Por eso aunque se ha avanzado en lo jurídico siguen habiendo escollos muy grandes para enfrentar.

Por un lado, el código penal contempla que la violencia intrafamiliar es conciliable. Es decir, que la pareja puede ir a la comisaría y arreglar 'por las buenas' el problema. Pero esta conciliación no siempre es el mejor camino, como lo demuestra la historia de Carmen. "La violencia es el límite de distanciamiento en una relación y su daño es muy difícil de reparar", dice Margarita Olaya, asesora del Icbf en esta materia.

La falta de acceso a la justicia es otro grave problema. La historia de Clemencia es emblemática de ello. En ocho años sólo acudió una vez a la Fiscalía, pero como dice: "No me creyeron".

El tratamiento judicial no basta para un problema que cada vez más se percibe como un asunto de salud pública. Tanto el Ministerio de Protección Social como la Alcaldía de Bogotá y otros municipios vienen diseñando sus políticas de salud mental. La prevención y el tratamiento de la violencia en los hogares es parte fundamental de ella. Hasta ahora, la atención que brindan las autoridades está muy encaminada a la atención de emergencia y poco a una atención integral. "Muchas mujeres no se separan de los maridos que las agreden porque dependen de ellos económicamente. Esa mujer necesita apoyo para que salga adelante sin él", dice Consuelo Corredor, directora del Dabs de Bogotá.

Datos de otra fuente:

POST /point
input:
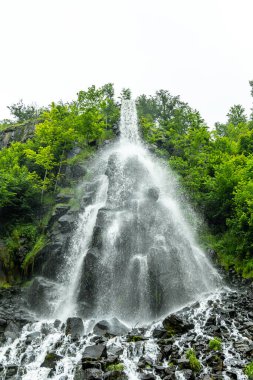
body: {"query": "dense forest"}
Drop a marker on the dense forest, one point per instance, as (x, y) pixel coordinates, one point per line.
(215, 168)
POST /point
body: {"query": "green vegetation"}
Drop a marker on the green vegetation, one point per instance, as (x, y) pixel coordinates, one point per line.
(115, 367)
(30, 256)
(32, 171)
(135, 338)
(215, 344)
(194, 362)
(248, 370)
(214, 167)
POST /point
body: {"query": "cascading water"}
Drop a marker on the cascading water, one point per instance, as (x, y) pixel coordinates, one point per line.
(133, 255)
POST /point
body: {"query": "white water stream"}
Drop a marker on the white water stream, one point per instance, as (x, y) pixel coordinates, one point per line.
(133, 256)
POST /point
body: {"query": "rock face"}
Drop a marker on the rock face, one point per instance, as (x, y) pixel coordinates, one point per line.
(176, 325)
(74, 327)
(13, 313)
(145, 352)
(19, 133)
(41, 295)
(51, 360)
(95, 352)
(111, 327)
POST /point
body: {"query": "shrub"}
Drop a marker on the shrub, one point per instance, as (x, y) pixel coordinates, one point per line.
(194, 362)
(215, 344)
(248, 370)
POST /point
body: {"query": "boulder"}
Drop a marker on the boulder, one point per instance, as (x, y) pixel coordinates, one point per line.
(95, 352)
(51, 360)
(159, 333)
(115, 375)
(67, 222)
(176, 325)
(89, 374)
(12, 330)
(74, 327)
(112, 327)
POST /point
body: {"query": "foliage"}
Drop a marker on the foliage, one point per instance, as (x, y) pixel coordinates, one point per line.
(215, 344)
(22, 112)
(215, 169)
(29, 259)
(194, 362)
(30, 172)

Sin duda, la Ley de los Ojos Morados es un paso hacia adelante, pero no se puede sobredimensionar su alcance. Los temas de fondo siguen en el tapete y no tienen soluciones fáciles. La política sobre violencia intrafamiliar conocida como Haz Paz aún no ha desplegado toda la iniciativa institucional y de la sociedad civil para atacar un mal que se ha sembrado en la vida de los colombianos como cizaña.

Tal vez en el futuro mujeres como Clemencia o Carmen no tengan que tomarse la justicia en sus propias manos, y sobre todo, sus hijos no tengan que cargar con una historia de sangre y muerte por el resto de sus vidas.